Так что Левины карточки были в масть. Не всплывая на заседаниях, они повисли по кабинетам, чьих обитателей предыдущих нынешние жильцы отправили на процесс, как улику тыча в разбитый нос Левины репортажи. Только в нос, пожалуй, тогда не били. Погоды плыли уже весенние, и власть стала жадной до благ и денег, не замешанных на крови, – не те времена-то вокруг, начальничек, чтобы бить подследственных без суда! – А вы хочете суд? Пожалуйста! Пригласите свидетелей обвинения!
Вечерами отчима бил озноб, ему не сиделось на гнутом стуле возле вороха выученных газет, и они выходили пройтись до моря: мама, в кофте под цвет помады “уст алые паруса”, и ее мужчина, когда-то вор, а теперь на пенсии, бедолага, говорите тише, они идут.
Родители с дедом сперва решили никогда при чужих о детях не вспоминать. Но потом и эти потаенные разговоры, воспоминания и тревоги, разделенные на троих, перестали в сумерках отличаться, а умный дед их сводил на нет кашлем, стонами, сипом, храпом.
Постепенно на их постаревших лицах проявилась траурная печать формата “жаль, что не дал нам бог детей”, комната справа от входа в хату стала чуланом, забитым до потолка, а на вспаханном пепле среди двора, где когда-то высилась голубятня, дед разбил огород свеклы.
Но забыли о нас в городке не сразу. Пока еще отчим сидел в тюрьме, милиция приходила, злила – казалось, некуда больше – мать, потерявшую трех мужчин за короткий срок и на долгий срок. Потому беззвучно трясла губой и, на самом деле, немного знала. Деда Фиму простой следак допрашивать побоялся, и спустя неделю к нему приехал воронок под видом казенной “Волги”, но на этот раз в Одессу не повезли. Двое муторных, пожилых, оба в галстуках под кадык, а тот, что повыше, еще и в темных – не по уставу, видать, – очках, вышли мягкой кинопоходкой, огляделись по сторонам (я и сейчас до ушей смеюсь, представляя себе целиком картину) и нырнули в дом, глубоко склонясь перед низкой притолокой двери.

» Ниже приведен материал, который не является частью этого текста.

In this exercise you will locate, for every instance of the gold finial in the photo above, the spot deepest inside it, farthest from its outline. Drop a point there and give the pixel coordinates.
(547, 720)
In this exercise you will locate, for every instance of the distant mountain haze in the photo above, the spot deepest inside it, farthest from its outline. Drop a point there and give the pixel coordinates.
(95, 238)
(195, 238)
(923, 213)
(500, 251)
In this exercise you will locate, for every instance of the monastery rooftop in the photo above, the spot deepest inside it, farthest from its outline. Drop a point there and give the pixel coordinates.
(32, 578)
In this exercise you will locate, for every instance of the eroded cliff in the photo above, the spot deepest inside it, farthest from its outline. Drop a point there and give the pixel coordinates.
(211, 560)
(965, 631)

Мать не слышала разговора. Я сумел бы восстановить, но намеренно не хочу. И пускай останутся нашей тайной – тихий вечер, приморский зной, воробьи в немой круговой поруке по эту сторону от окна, за которым не разглядишь троих: гэрэушника Ковалева, чьих агентов частично готовил дед, принимал экзамены по ивриту, пел на идиш, читал Талмуд, от начала времен проверял легенду, никогда не бывал до конца доволен, за чтои был зван Ковалевым “Фима – Неверующий Фома”.